High-strength ceramics such as lithium disilicate materials (IPS e.max CAD, IPS e.max Press), alumina, and zirconia-based ceramics demonstrate good mechanical properties and can withstand occlusal loads in the absence of an adhesive. Although conventional cementation is permissible for these ceramics, adhesive cementation offers multiple advantages and remains the material of choice for these restorations. In fact, high-strength ceramics can be placed using self-adhesive cementation techniques, thereby gaining good bond strength while also taking advantage of a simple cementation protocol.
Preparation Requirements
Preparation design is significant in cement selection for high-strength ceramics. Preparations lacking adequate mechanical retention such as short preparations of less than 4 mm, or preparations with taper in excess of 8° should be adhesively bonded using a resin cement. If preparations demonstrate adequate mechanical retention with a length greater than 4 mm and a minimal taper of less than 8°, restorations may be conventionally cemented. Because veneers and partial coverage restorations lack mechanical retention, they can only be adhesively bonded.
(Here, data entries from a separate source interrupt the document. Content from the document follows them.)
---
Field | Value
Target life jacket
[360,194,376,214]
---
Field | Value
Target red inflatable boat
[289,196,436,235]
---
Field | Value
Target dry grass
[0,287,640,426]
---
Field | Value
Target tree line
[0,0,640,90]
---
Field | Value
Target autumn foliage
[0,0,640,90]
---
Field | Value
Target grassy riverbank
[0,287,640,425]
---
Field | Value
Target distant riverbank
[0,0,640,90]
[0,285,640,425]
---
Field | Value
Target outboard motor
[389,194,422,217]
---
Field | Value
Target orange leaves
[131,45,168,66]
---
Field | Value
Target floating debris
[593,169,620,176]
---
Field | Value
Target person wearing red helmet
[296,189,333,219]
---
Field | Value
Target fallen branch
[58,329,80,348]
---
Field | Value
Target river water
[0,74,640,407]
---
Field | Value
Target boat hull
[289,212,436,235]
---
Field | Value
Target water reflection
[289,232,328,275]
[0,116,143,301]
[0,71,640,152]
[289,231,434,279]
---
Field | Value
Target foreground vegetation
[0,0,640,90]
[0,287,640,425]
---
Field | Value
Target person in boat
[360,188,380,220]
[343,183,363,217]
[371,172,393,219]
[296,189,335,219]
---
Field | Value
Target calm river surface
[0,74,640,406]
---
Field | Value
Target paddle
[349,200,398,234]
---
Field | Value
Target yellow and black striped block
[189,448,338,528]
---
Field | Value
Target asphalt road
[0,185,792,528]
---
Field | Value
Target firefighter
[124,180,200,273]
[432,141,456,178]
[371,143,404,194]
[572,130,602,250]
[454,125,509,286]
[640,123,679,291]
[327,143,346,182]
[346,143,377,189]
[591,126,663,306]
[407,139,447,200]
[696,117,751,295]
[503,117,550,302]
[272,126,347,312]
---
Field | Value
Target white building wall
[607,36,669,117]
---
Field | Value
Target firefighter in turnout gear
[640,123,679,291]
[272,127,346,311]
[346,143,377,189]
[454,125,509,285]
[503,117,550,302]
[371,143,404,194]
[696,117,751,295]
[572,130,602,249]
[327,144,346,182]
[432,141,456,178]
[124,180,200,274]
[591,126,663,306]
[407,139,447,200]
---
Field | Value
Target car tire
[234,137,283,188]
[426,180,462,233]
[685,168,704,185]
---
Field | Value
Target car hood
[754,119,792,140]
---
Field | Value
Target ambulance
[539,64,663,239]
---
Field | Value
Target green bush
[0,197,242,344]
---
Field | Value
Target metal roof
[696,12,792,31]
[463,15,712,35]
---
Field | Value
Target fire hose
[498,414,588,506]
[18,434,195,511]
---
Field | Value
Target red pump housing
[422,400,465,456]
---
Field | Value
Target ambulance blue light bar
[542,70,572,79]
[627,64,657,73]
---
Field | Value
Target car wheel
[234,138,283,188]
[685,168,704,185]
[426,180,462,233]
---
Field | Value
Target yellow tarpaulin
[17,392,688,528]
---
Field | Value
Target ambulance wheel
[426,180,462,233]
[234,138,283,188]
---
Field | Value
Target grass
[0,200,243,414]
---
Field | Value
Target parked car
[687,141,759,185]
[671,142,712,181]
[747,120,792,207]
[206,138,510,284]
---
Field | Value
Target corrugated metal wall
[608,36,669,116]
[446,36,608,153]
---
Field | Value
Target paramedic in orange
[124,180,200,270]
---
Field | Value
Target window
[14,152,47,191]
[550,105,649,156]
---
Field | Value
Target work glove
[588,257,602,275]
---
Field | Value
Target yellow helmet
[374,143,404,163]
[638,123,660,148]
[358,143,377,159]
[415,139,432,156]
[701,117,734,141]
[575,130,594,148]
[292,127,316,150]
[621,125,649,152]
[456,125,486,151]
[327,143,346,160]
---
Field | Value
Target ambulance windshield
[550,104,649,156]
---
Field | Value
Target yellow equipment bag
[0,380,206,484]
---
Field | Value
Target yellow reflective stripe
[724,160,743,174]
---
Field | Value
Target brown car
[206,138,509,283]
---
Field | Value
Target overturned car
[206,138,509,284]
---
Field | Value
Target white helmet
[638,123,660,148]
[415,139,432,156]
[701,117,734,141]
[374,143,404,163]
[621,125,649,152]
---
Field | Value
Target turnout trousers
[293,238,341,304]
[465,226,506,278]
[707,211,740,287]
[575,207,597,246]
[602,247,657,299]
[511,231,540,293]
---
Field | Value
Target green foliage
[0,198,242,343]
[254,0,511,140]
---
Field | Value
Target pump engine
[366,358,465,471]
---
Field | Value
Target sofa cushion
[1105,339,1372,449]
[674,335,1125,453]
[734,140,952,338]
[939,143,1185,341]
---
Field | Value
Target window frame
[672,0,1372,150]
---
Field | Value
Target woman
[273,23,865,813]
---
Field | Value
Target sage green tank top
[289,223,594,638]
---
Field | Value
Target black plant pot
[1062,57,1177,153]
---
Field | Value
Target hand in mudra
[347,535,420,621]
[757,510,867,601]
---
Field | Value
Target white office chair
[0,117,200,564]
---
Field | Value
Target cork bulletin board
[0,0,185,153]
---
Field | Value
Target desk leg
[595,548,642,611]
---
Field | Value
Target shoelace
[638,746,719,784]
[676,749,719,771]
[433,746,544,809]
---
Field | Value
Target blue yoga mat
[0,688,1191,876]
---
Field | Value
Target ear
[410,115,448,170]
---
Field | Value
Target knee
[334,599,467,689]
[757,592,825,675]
Generally, successful outcomes with all-ceramic restorations are only achieved when preparation guidelines are closely followed and account for minimum thickness requirements. According to basic preparation guidelines for all-ceramic restorations, sharp line-angles or edges should be avoided. Shoulder preparations with rounded internal line angles (modified shoulder) are the finish lines of choice. Deep chamfer preparations also are acceptable. Preparations should reflect at least the minimum thickness allowed for the material’s use.
Conclusion
The quality and durability of the restorations that laboratories fabricate is predicated on dentists using the correct placement protocols. Selecting the most appropriate adhesive and conventional cementation materials and techniques are critical in achieving successful results. The clinically proven Ivoclar Vivadent adhesive and conventional cementation materials have been thoroughly tried and tested for their respective indications. This article has outlined some key considerations related to restoration placement that laboratories can share with their customers.